In that moment — a few seconds, sometimes longer — the table is what it was meant to be before it is consumed. The abundance is present and unhurried. The hospitality that organized the table is visible in the arrangement of the dishes.

This is what hospitality through food actually looks like — not the eating, but the moment before the eating, when everything is ready and nothing has yet been used. Then someone tears the bread, and the meal begins.

Recipe — Hummus · Lebanese Style

Samira Aoun · Beirut · serves 6 · 20 minutes

Ingredients

The method

  1. Reserve some cooking liquid if using dried chickpeas.
  2. Blend chickpeas in a food processor until very smooth — at least 3 minutes. The longer you blend, the smoother the hummus.
  3. Add tahini, lemon juice, and garlic. Blend more.
  4. Add ice water tablespoon by tablespoon until the hummus is creamy, pale, and lighter in color. Season with salt. Taste — add more lemon if needed.
  5. Spread in a shallow bowl, pressing from the center outward to create a well. Fill the well with olive oil. Dust with paprika. Add a few whole chickpeas.
  6. Serve warm or at room temperature with warm flat bread.

About the contributor

Samira Aoun

Samira Aoun writes about Lebanese mezze and the Middle Eastern table from Beirut, Lebanon. She organizes the table before she organizes the food, and considers the moment before the first hand reaches for the bread the best moment of any meal.
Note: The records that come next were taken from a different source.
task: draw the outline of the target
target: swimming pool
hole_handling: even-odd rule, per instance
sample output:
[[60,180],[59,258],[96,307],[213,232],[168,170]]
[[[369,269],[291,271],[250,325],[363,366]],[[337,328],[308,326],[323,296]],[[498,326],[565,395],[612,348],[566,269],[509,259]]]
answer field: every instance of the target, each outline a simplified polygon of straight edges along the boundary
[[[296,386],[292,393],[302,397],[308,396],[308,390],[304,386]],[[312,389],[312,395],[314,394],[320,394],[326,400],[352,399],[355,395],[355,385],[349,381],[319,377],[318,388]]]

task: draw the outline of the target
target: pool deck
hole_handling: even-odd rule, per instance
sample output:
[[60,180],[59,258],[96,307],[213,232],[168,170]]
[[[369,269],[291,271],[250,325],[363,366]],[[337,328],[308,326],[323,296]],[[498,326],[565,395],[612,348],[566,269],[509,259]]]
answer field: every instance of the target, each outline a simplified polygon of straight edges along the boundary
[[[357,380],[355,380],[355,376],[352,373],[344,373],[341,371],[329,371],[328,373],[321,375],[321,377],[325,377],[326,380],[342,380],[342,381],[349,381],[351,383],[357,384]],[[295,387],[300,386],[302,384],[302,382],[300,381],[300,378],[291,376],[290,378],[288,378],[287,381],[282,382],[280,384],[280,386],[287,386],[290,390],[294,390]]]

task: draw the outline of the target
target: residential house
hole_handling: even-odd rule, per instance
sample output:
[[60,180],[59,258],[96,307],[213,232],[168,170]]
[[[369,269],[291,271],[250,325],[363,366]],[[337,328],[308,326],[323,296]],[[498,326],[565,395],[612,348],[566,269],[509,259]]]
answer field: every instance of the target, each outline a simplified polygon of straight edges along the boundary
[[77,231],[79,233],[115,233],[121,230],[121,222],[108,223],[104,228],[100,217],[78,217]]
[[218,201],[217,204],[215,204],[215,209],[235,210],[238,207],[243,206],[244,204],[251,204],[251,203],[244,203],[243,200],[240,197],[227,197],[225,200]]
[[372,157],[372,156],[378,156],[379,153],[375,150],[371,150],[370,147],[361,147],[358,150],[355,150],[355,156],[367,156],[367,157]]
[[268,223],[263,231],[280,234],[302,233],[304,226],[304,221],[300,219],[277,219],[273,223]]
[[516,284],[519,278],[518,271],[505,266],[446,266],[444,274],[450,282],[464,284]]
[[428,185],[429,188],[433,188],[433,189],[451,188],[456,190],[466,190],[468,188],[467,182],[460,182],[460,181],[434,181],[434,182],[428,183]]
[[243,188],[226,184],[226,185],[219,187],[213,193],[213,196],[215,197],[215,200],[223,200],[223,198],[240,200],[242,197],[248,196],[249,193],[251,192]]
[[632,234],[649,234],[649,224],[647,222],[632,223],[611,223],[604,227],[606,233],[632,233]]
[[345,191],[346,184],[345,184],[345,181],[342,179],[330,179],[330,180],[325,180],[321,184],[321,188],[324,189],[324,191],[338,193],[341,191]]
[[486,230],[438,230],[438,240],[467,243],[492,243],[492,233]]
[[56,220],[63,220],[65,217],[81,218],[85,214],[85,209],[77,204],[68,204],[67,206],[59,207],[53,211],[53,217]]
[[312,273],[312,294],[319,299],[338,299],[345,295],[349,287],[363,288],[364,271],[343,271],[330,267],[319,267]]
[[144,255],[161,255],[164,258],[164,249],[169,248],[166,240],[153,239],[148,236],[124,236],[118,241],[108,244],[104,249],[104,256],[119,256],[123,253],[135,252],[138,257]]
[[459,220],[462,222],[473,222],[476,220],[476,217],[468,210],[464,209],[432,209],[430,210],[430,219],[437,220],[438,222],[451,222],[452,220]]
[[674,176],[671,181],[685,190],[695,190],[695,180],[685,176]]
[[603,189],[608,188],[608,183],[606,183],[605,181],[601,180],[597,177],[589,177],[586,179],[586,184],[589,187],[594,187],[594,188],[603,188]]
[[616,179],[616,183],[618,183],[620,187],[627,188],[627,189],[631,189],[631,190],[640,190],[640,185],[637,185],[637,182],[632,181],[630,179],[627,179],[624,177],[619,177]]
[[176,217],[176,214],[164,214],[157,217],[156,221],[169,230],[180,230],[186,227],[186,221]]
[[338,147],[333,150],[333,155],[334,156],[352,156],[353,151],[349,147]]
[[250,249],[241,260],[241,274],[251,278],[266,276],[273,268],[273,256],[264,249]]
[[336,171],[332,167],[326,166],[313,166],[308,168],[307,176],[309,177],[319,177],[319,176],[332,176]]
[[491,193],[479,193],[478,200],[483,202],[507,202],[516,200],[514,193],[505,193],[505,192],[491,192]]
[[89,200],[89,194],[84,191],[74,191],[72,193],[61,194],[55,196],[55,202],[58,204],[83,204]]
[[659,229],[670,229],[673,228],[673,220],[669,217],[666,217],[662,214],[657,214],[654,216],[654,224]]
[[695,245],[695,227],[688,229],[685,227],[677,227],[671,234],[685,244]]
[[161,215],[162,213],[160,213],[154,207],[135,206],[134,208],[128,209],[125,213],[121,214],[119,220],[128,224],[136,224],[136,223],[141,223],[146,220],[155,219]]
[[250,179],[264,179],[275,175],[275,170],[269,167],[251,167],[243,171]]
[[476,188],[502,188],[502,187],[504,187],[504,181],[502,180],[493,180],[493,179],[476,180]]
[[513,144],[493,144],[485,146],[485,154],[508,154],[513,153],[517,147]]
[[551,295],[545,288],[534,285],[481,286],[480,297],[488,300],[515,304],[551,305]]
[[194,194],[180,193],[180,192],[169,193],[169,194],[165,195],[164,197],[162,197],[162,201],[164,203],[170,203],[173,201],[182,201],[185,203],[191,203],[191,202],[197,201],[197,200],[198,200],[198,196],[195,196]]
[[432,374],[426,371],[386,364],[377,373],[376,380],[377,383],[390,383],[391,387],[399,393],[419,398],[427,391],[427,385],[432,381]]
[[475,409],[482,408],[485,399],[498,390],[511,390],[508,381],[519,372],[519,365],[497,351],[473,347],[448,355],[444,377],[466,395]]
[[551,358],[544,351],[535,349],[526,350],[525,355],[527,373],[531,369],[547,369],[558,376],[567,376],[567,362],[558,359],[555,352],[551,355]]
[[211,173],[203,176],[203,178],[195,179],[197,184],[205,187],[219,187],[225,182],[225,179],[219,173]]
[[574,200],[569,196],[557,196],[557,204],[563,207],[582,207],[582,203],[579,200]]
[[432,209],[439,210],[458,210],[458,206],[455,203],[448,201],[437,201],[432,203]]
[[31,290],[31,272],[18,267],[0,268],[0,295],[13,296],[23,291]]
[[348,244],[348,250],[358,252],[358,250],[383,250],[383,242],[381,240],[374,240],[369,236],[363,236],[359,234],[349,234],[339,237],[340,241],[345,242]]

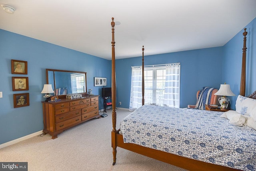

Editor’s notes — the longer view

A note on the bread. The flat bread is on the table before the guests sit down. Always. To make someone wait for bread is to have failed the first test of hospitality. Buy it the day you use it from a baker who fires the oven that morning.

A note on tabbouleh. Three parts parsley to one part bulgur, by volume. The bulgur is fine #1, soaked in lemon juice (not water) for fifteen minutes before the parsley is added. If your tabbouleh is brown, you have used too much bulgur and not enough parsley.

A note on the arak. One-third arak, two-thirds cold water, ice last — never first, or the ouzo effect cracks the glass cloudy in a way that looks broken. The cloud is the anethole emulsifying. The arak is for the cold mezze. The hot mezze want red wine.

A note on the politics. The food of this region is older than the borders drawn through it. Naming the food after a country is a recent argument. The grandmothers did not have it. Their grandchildren can choose not to have it either.